[News Focus] Multinational firms using royalties to avoid tax: expert
Multinational firms in South Korea tend to transfer much higher proportions of their revenues to their headquarters overseas in dividends and royalties than their Korean counterparts, an expert said Monday.
Payments in royalties and dividends are categorized as expenses, which in turn lowers their reported earnings to the Korean authorities.
Some companies may take advantage of such system to avoid paying corporate taxes, which needs extra monitoring by the National Tax Office, said Kim Kab-lae, a research fellow at the Korea Capital Market Institute.
For instance, according to data by the Financial Supervisory Service, Adidas Korea’s revenue skyrocketed 231 percent over the past 10 years from 217 billion won in 2006 to 897.4 billion won in 2015. Its accumulated revenues in the past decade amounted to 5.42 trillion won.
Out of the accumulated revenue, the Korean unit of the Germany-based multinational firm Adidas AG paid more than 10 percent, or 693.5 billion won, to its owner in royalties, and another 4 percent, in international marketing expenses. It also transferred 450 billion won from Korea to Germany in dividends during the 2006-2015 period, about 80 percent of the accumulated profits of 553 billion won.
Cigarette maker Philip Morris Korea, 100 percent owned by Philip Morris Sarl, a subsidiary of US-based Philip Morris International, also saw its sales surge 262 percent during the 2006-2015 period to hit 811 billion won in revenue in 2015. The accumulated royalties paid from the local firm to the US was 1.4 trillion won over the same period, larger than the 1.2 trillion won it recorded in accumulated net profits, according to the FSS data. Royalties took up about 6-14 percent of revenues.

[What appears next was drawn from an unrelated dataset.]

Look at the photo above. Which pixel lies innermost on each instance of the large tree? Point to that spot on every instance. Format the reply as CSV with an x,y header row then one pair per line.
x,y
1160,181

In contrast, at four Korea-based multinational companies with a holding company structure — SK, LG, GS and LS – royalties made up between 0.08 percent and 0.24 percent or revenues in 2014, according to a report by Kim Ki-sik, a former lawmaker of the main opposition Democratic Party of Korea, who cited each firm’s financial reports.
“I’m not saying the Korean tax authorities are doing anything wrong. But concerns over tax avoidance through excessive royalty payments at foreign companies are bigger now than in the past, because of the large sales they earn now and the large proportion of royalties,” Kim at the Korea Capital Market Institute told The Korea Herald.
“The National Tax Office should put this area in their upper list of taxation priorities.”
Kim said that the parent companies of multinational firms tend to have a bigger say in financial affairs than their Korean units, and thereby tend to skirt from the so-called “arm’s length principle” in transfer pricing. Under the arm’s length principle, a unit in Korea and its parent firm overseas treat each other as independents and royalties should not rise above the market value, he added.
An official at Philip Morris Korea said, “The company’s decision on the proportion of royalty was based on the OECD guidelines for transfer pricing and applies not only to the Korean market but other overseas markets.”
Adidas Korea was unavailable for comment.
One official at a Korean unit of a multinational company, who declined to be named, said comparing the proportion of royalties with local firms was unfair because each companies had different brand strategies and were involved in different industries.
Meanwhile, multinationals were tightfisted when it came to corporate social responsibility in the Korean market.
According to the FSS data, Adidas Korea and Philip Morris Korea spent less than 0.1 percent of their revenue on CSR in 2015.
Fast fashion brand Uniqlo Korea, whose revenue exceeded 1 trillion won in 2015, spent nothing in donations and social activities.